Formal definition of $n$ by $0$ and $0$ by $n$ matrices

A matrix is usually informally defined as a rectangular array of numbers. To make this definition formal, we can define a matrix as a map from $\{1,...,m\} \times \{1,...,n\}$ to the underlying field of scalars, where $\times$ denotes cartesian product. However, a subtle complication arises when $m=0$ or $n=0$. In that case, the matrix would be an empty function. The problem, however, is that there is then no way to distinguish between $m \times 0$ matrices from $0 \times n$ matrices. In fact, under the cartesian product definition, for all natural numbers $m$, $m'$, $n$, and $n'$, the $m \times 0$, $m' \times 0$, $0 \times n$, and $0 \times n'$ matrices are all the same entity, namely the empty function. This is, to me, an undesirable state of affairs. I want to be able to distinguish, for example, $2 \times 0$, $3 \times 0$, $0 \times 2$, and $0 \times 3$ matrices. Is there a better definition of matrix that some mathematician has written about in some paper or book that avoids that problem?


Solution 1:

A $m\times n$ matrix is a representation of a mapping from a $n$-dimensional vector space to a $m$-dimensional vector space. In that sense, a $0\times m$ matrix is different from a $n\times 0$ matrix. While they both represent the mapping we call "the zero mapping", the zero mappings are different mappings.

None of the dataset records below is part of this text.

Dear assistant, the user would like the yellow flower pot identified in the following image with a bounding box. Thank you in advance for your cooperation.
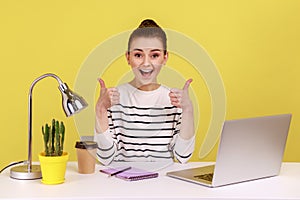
[39,152,69,184]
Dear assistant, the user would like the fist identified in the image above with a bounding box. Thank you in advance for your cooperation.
[169,79,193,109]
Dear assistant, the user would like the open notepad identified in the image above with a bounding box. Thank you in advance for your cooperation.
[100,167,158,181]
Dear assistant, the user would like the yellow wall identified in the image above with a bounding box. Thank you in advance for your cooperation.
[0,0,300,168]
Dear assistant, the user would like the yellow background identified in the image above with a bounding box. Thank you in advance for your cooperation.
[0,0,300,168]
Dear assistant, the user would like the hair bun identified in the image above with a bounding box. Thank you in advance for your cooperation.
[139,19,159,28]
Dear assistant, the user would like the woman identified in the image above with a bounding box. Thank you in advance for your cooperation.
[94,19,195,165]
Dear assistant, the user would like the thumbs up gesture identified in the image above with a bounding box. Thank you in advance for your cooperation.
[169,79,193,110]
[96,78,120,111]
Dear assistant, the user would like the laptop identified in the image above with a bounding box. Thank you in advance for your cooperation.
[167,114,292,187]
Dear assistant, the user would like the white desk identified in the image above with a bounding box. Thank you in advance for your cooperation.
[0,162,300,200]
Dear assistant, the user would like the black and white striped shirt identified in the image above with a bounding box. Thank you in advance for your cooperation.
[95,83,195,165]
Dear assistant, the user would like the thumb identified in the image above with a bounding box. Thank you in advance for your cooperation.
[98,78,106,89]
[183,78,193,90]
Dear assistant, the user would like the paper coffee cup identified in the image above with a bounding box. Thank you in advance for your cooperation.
[75,141,98,174]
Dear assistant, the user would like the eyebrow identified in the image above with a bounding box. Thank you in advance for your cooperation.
[131,48,163,52]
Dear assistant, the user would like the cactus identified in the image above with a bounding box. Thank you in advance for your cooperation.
[42,119,65,156]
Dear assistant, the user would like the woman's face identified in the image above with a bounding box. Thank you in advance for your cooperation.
[126,37,168,88]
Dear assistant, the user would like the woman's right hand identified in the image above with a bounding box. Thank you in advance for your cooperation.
[96,78,120,111]
[95,78,120,133]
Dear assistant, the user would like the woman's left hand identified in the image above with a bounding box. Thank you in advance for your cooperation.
[169,79,193,111]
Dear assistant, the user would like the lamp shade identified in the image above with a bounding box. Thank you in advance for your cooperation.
[10,73,88,180]
[59,83,88,117]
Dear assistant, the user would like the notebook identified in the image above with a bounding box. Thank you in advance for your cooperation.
[167,114,292,187]
[100,167,158,181]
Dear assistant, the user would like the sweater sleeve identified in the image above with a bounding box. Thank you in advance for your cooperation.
[94,129,117,165]
[173,135,195,163]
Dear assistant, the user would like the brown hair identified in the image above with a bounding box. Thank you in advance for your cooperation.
[128,19,167,54]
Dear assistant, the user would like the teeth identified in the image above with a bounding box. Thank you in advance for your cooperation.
[141,69,152,73]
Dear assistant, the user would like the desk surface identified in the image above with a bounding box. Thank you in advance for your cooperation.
[0,162,300,200]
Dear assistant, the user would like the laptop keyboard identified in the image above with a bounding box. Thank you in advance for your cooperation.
[194,173,214,181]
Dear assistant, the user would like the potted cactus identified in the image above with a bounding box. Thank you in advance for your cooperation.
[39,119,69,184]
[42,119,65,156]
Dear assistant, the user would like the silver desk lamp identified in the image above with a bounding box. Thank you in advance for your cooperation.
[10,73,88,180]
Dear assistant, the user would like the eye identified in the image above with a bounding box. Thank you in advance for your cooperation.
[133,53,143,58]
[151,53,160,59]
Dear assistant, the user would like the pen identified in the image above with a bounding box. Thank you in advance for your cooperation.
[109,167,131,177]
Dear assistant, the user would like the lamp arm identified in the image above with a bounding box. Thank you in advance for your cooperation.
[27,73,64,172]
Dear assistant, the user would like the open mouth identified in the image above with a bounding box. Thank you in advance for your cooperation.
[140,69,153,77]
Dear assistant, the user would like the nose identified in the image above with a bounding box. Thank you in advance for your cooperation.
[142,55,151,67]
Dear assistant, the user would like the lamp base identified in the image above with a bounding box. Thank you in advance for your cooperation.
[10,165,42,180]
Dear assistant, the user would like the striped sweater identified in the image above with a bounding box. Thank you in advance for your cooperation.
[95,83,195,165]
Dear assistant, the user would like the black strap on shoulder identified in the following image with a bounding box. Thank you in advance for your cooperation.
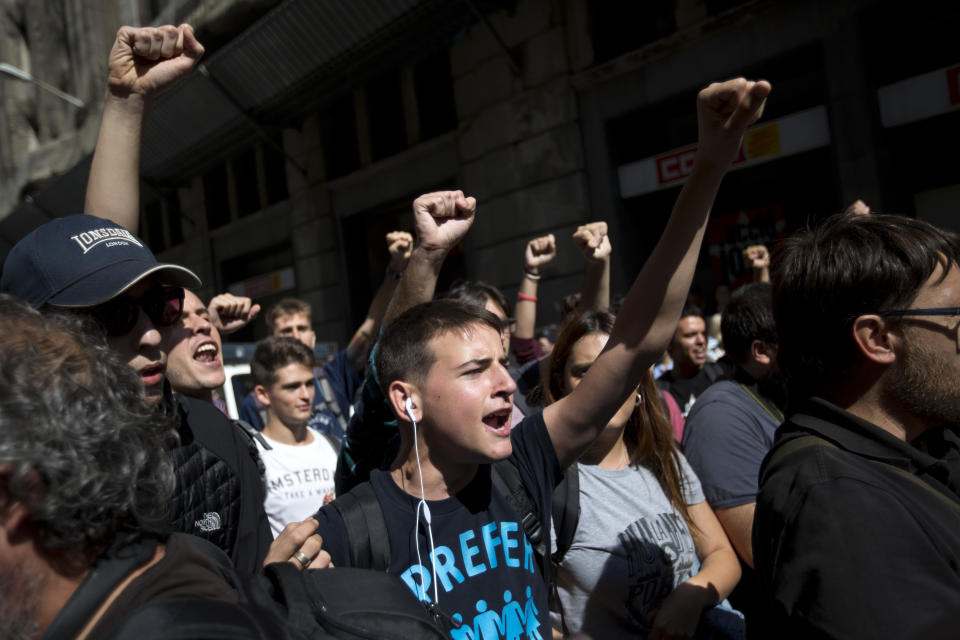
[552,464,580,566]
[490,459,549,565]
[43,538,158,640]
[331,482,390,571]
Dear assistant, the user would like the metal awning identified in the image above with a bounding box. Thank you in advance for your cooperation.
[0,0,488,257]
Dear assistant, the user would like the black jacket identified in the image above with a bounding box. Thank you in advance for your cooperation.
[753,398,960,640]
[168,395,273,574]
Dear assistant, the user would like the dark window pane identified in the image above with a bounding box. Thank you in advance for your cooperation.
[366,69,407,162]
[589,0,677,63]
[203,164,230,229]
[233,148,261,217]
[413,49,457,140]
[320,93,360,179]
[263,135,290,205]
[167,192,183,247]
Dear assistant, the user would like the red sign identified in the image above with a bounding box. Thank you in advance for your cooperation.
[947,67,960,104]
[657,147,697,184]
[655,145,747,185]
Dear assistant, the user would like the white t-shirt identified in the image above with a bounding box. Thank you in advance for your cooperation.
[254,428,337,538]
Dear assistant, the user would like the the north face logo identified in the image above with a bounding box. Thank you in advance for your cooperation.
[70,227,143,253]
[194,511,221,533]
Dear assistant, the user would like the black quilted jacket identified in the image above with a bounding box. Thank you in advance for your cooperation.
[168,395,273,574]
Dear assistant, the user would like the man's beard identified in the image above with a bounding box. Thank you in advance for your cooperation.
[884,334,960,428]
[0,566,46,640]
[757,359,787,411]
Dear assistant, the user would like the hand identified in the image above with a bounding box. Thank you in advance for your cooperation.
[646,582,716,640]
[696,78,771,169]
[573,222,613,262]
[207,293,260,333]
[107,24,203,98]
[413,191,477,255]
[387,231,413,271]
[523,233,557,275]
[743,244,770,270]
[843,200,870,216]
[263,518,333,571]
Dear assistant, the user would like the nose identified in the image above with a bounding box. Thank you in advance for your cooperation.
[132,307,162,349]
[497,364,517,395]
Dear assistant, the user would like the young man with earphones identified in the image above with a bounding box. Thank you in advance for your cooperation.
[315,78,770,638]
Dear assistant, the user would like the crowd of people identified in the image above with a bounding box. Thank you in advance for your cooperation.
[0,25,960,640]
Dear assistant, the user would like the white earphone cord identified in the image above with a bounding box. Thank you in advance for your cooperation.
[405,398,440,606]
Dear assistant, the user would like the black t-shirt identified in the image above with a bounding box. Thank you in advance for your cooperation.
[315,412,560,639]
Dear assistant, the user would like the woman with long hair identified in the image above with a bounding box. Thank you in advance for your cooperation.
[544,311,740,640]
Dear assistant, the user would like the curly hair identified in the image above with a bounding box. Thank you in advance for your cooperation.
[0,295,176,558]
[250,336,313,387]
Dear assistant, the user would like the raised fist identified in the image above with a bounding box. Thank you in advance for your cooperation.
[387,231,413,271]
[413,191,477,253]
[743,244,770,269]
[523,233,557,275]
[697,78,770,168]
[573,222,613,262]
[207,293,260,333]
[107,24,203,98]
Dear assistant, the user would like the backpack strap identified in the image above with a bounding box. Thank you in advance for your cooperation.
[551,464,580,566]
[331,482,390,571]
[490,459,550,565]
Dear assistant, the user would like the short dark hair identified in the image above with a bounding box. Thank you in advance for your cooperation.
[250,336,314,387]
[266,298,313,332]
[771,214,960,399]
[374,299,502,396]
[441,280,510,317]
[720,282,777,363]
[0,295,177,565]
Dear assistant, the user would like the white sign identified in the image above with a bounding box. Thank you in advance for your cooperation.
[877,65,960,127]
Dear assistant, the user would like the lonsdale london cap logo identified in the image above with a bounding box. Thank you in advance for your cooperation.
[70,227,143,254]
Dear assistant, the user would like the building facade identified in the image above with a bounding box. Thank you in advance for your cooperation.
[0,0,960,343]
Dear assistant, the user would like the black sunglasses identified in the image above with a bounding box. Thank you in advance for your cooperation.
[87,286,184,336]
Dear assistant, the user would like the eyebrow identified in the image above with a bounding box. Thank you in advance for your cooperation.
[457,358,493,370]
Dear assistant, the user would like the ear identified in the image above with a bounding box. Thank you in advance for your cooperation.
[853,315,899,365]
[387,380,423,423]
[750,340,777,366]
[0,465,36,540]
[253,384,270,407]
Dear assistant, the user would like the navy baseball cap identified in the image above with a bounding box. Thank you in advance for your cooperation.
[0,214,200,307]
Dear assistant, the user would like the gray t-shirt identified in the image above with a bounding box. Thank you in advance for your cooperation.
[683,381,780,509]
[553,455,704,640]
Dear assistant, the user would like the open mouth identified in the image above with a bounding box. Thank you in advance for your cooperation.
[193,342,220,364]
[140,364,163,387]
[483,409,512,436]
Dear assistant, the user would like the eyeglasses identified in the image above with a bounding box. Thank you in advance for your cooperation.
[87,286,184,336]
[877,307,960,316]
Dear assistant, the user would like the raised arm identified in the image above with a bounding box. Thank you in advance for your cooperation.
[383,191,477,326]
[84,24,203,233]
[513,233,557,342]
[573,221,613,312]
[543,78,770,467]
[347,231,413,373]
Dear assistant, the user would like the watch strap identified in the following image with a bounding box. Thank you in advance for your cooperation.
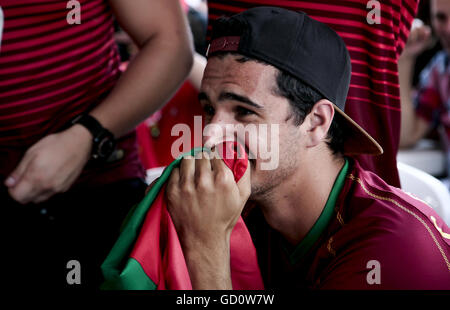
[71,114,108,140]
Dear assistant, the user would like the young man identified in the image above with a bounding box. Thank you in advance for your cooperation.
[0,0,192,289]
[208,0,420,187]
[167,7,450,289]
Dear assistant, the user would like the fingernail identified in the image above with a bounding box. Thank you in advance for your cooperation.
[5,177,16,187]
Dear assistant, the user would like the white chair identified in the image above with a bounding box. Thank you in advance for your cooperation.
[145,167,166,185]
[397,162,450,226]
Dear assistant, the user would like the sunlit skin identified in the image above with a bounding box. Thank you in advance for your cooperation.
[167,55,344,289]
[431,0,450,54]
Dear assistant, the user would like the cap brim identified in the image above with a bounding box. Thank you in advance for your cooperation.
[333,104,383,155]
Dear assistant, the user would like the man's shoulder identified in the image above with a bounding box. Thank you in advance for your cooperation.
[316,161,450,289]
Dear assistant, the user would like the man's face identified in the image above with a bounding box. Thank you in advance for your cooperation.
[199,54,302,198]
[431,0,450,54]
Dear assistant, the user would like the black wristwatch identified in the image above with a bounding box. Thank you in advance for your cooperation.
[71,114,116,161]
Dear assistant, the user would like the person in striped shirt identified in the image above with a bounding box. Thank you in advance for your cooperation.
[0,0,192,288]
[166,7,450,290]
[204,0,419,187]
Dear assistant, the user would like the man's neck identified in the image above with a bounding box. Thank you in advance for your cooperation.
[256,151,345,245]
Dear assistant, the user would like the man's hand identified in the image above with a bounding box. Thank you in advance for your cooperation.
[5,125,92,204]
[166,153,250,289]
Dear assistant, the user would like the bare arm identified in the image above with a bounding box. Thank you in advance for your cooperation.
[189,53,206,90]
[5,0,192,204]
[91,0,192,137]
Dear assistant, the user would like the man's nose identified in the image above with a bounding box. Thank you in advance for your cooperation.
[203,116,235,148]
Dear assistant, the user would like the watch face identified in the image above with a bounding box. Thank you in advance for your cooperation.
[97,136,115,158]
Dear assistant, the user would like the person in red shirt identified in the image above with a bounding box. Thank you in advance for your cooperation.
[166,7,450,290]
[0,0,192,288]
[203,0,419,187]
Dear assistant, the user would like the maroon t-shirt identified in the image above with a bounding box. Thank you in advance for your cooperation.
[245,160,450,290]
[208,0,419,186]
[0,0,144,185]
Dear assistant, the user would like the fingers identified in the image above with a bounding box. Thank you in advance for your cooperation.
[180,156,195,185]
[145,178,159,195]
[237,162,251,199]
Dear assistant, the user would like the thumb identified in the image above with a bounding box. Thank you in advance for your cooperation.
[237,161,251,200]
[4,155,31,187]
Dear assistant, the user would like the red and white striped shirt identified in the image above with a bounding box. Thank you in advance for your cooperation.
[0,0,142,186]
[208,0,418,186]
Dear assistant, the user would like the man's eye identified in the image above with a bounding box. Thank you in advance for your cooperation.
[236,107,255,116]
[203,104,216,116]
[436,13,447,23]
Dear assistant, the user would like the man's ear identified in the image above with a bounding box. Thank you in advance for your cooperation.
[304,99,334,147]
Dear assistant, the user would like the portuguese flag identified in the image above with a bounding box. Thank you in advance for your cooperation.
[101,142,264,290]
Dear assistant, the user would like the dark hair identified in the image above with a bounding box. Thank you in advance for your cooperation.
[212,17,345,155]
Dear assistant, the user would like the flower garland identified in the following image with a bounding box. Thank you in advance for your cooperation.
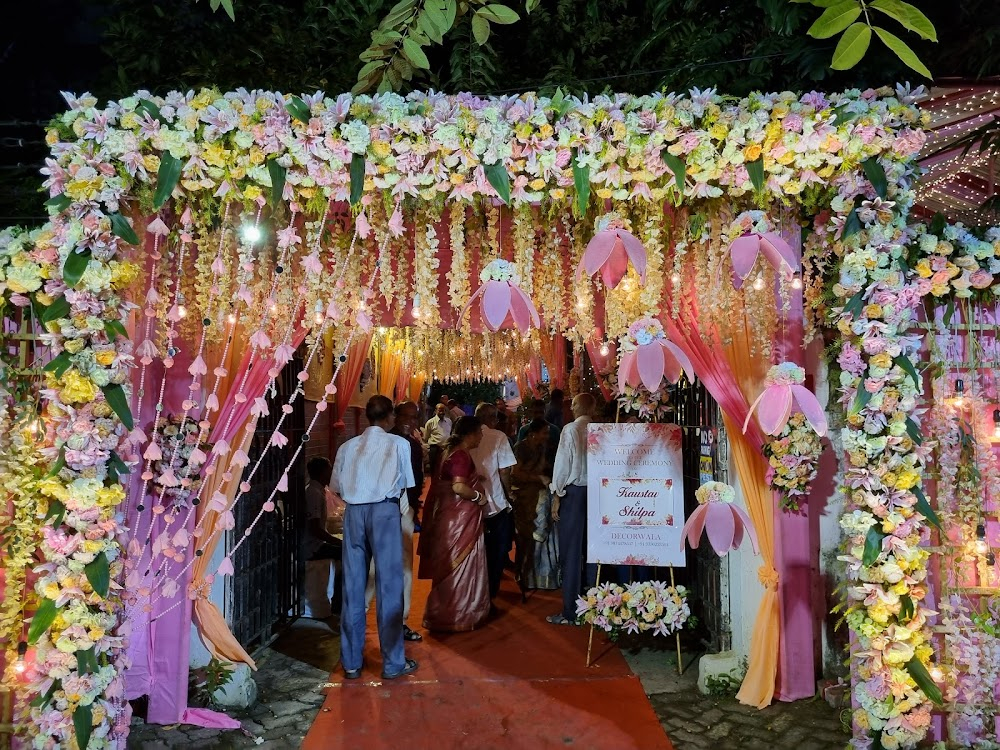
[576,581,691,641]
[764,412,823,511]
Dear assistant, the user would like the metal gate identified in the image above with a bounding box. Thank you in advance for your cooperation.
[673,379,732,651]
[229,357,305,653]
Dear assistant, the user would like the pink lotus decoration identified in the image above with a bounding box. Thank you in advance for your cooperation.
[576,213,646,289]
[729,211,799,289]
[456,260,541,333]
[681,482,760,557]
[618,318,694,393]
[743,362,827,437]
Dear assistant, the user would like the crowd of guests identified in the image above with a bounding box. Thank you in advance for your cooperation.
[304,390,597,679]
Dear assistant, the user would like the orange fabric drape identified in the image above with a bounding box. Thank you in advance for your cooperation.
[334,333,372,428]
[724,315,781,708]
[191,417,257,669]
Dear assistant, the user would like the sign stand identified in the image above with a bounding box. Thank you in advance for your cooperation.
[587,563,600,669]
[670,565,684,675]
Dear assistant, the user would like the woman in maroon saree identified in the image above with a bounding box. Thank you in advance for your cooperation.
[419,417,490,633]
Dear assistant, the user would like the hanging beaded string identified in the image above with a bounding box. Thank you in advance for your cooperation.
[153,233,389,620]
[147,203,357,603]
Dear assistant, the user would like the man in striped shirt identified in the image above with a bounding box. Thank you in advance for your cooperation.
[330,396,417,680]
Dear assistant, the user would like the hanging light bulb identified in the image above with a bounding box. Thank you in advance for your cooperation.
[973,523,990,555]
[242,224,261,245]
[14,641,28,674]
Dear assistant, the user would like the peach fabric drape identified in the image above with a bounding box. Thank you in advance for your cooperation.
[192,424,257,670]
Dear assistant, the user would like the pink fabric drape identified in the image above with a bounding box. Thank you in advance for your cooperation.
[334,333,372,429]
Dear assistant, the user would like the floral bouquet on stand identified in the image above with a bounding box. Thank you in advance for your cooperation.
[152,414,212,508]
[764,412,823,511]
[576,581,691,641]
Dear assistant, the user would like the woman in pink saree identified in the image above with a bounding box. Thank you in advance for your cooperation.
[419,417,490,633]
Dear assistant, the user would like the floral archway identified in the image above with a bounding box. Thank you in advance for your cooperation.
[0,83,956,747]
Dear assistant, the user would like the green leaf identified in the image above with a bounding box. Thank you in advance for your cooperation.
[267,159,287,206]
[476,3,521,24]
[104,320,128,341]
[39,297,69,323]
[906,656,944,706]
[403,37,431,70]
[83,552,111,599]
[45,445,66,479]
[910,487,943,531]
[844,289,865,318]
[42,351,73,378]
[892,354,920,386]
[851,384,872,414]
[861,156,889,200]
[899,594,914,623]
[744,156,764,192]
[660,149,687,193]
[830,23,872,70]
[101,383,135,430]
[873,26,934,79]
[868,0,937,41]
[28,599,59,643]
[31,680,62,708]
[76,646,101,674]
[806,0,861,39]
[572,149,590,216]
[861,522,885,568]
[45,193,73,214]
[73,703,94,750]
[843,206,861,240]
[153,151,183,208]
[472,11,490,47]
[285,96,309,125]
[485,161,510,205]
[43,500,66,529]
[110,212,139,245]
[63,250,90,289]
[351,154,365,206]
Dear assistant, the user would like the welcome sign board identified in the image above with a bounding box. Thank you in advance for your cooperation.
[587,424,684,567]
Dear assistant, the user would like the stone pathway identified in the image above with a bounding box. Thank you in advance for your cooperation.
[128,621,849,750]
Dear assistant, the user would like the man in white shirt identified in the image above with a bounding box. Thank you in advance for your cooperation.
[545,393,597,625]
[423,402,451,481]
[469,403,517,599]
[330,396,417,680]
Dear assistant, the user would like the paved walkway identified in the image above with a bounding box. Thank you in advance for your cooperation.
[128,621,849,750]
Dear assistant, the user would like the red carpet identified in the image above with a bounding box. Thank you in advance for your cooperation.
[302,564,673,750]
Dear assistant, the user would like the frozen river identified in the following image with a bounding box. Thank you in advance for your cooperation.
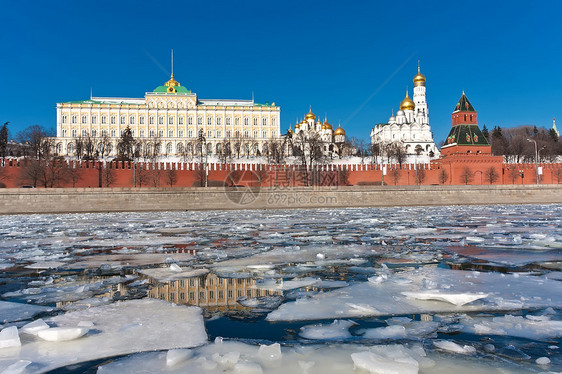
[0,205,562,374]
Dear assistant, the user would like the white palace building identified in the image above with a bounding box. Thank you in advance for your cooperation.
[55,73,280,156]
[371,66,440,163]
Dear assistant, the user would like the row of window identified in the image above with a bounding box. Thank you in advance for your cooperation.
[160,290,273,303]
[62,143,267,155]
[62,129,276,139]
[62,114,275,126]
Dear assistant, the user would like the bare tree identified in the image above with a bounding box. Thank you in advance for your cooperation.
[166,167,178,187]
[552,167,562,184]
[0,122,9,159]
[484,166,500,184]
[416,169,425,184]
[255,164,268,187]
[101,163,116,187]
[509,168,519,184]
[17,125,52,159]
[439,169,449,184]
[390,168,402,186]
[195,163,208,187]
[66,163,82,187]
[20,158,45,187]
[460,166,474,184]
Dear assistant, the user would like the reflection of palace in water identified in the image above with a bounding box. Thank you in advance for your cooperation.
[148,273,282,310]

In other words, instead of speaking of mappings from $\{1,\dots,m\}\times\{1,\dots,n\}$, you can speak of linear maps from $\mathbb F^n$ to $\mathbb F^m$ (usually denoted something like $\mathcal L(\mathbb F^n, \mathbb F^m)$), and instead of speaking of a $0\times m$ matrix, you can speak of the element of $\mathcal L(\mathbb F^0, \mathbb F^n)$. That element (there is only one) is different from the element of $\mathcal L(\mathbb F^m, \mathbb F^0)$.

Solution 2:

If $m$ and $n$ are positive integers, then an $m \times n$ matrix with entries in a non-empty set $\mathbb{F}$ (usually but not always a field) is often defined as a function of a 'row' index in the set $\{1, \ldots, m\}$ and a 'column' index in the set $\{1, \ldots, n\}.$

Such a 'function of two variables' invariably tends to be formalised in set theory as a function defined on the Cartesian product set $\{1, \ldots, m\} \times \{1, \ldots, n\}$ and taking values in the set $\mathbb{F}.$

But that is not the only way to do it, and doing it another way gives you the desired distinct concepts of $m \times 0$ and $0 \times n$ matrices, for all non-negative integers $m$ and $n.$

If $A$ and $B$ are sets, the set of all functions $A \to B$ is usually denoted by $B^A$ (although personally I can see no objection to simply writing the set as $A \to B,$ and I'm glad to see this notation used in the Wikipedia article on Currying). A function of two variables, taking its first argument from a set $A$ and its second argument from a set $B,$ and taking values in a set $C,$ is naturally represented as a function $A \to C^B.$

The usual set-theoretic representation of a function $f \colon X \to Y$ is as an ordered triple $(X, Y, G)$ (this in turn may be represented as an ordered pair $((X, Y), G),$ as in @Angel's answer), where $G$ is a set of ordered pairs $(x, y),$ such that $x \in X,$ $y \in Y,$ and there is exactly one value of $y$ for each value of $x \in X.$

Such a representation ensures that both the domain $X$ and the codomain $Y$ are part of the information contained in $f.$

In particular, the set $A$ is part of the information contained in a function $f \colon A \to C^B.$ Also, for any set $B$ and any non-empty set $C,$ the set $C^B$ is non-empty, i.e., there is always at least one function $B \to C.$ Given $f \colon A \to C^B,$ we know the codomain $C^B.$ Given any element of $C^B,$ i.e., any function $B \to C$ (it doesn't matter which one), we know its domain $B.$ Thus, unless the set $C$ is empty, both $A$ and $B$ are part of the information contained in a `function of two variables' $f \colon A \to C^B,$ regardless of whether either $A$ or $B$ is empty.

If $B$ is empty, then there is exactly one function $B \to C,$ therefore there is exactly one function $A \to C^B.$ In the ordered triple representation, it is: $$ (A, \{(\emptyset, C, \emptyset)\}, \{(x, (\emptyset, C, \emptyset)) : x \in A\}). $$

If $A$ is empty, then, more straightforwardly, there is also exactly one function $A \to C^B,$ and in the ordered triple representation, it is: $$ (\emptyset, C^B, \emptyset). $$

In particular, if an $m \times n$ matrix with values in a non-empty set $\mathbb{F}$ is represented as a function $$ \{1, \ldots, m\} \to \mathbb{F}^{\{1, \ldots, n\}}. $$ then for each $m \geqslant 0,$ there is a unique $m\times0$ matrix with entries in $\mathbb{F},$ and its standard set-theoretic representation is $$ (\{1, \ldots, m\}, \{(\emptyset, \mathbb{F}, \emptyset)\}, \{(i, (\emptyset, \mathbb{F}, \emptyset)) : 1 \leqslant i \leqslant m\}), $$ and for each $n \geqslant 0,$ there is a unique $0\times n$ matrix with entries in $\mathbb{F},$ and its standard set-theoretic representation is $$ (\emptyset,\mathbb{F}^{\{1,\ldots,n\}},\emptyset). $$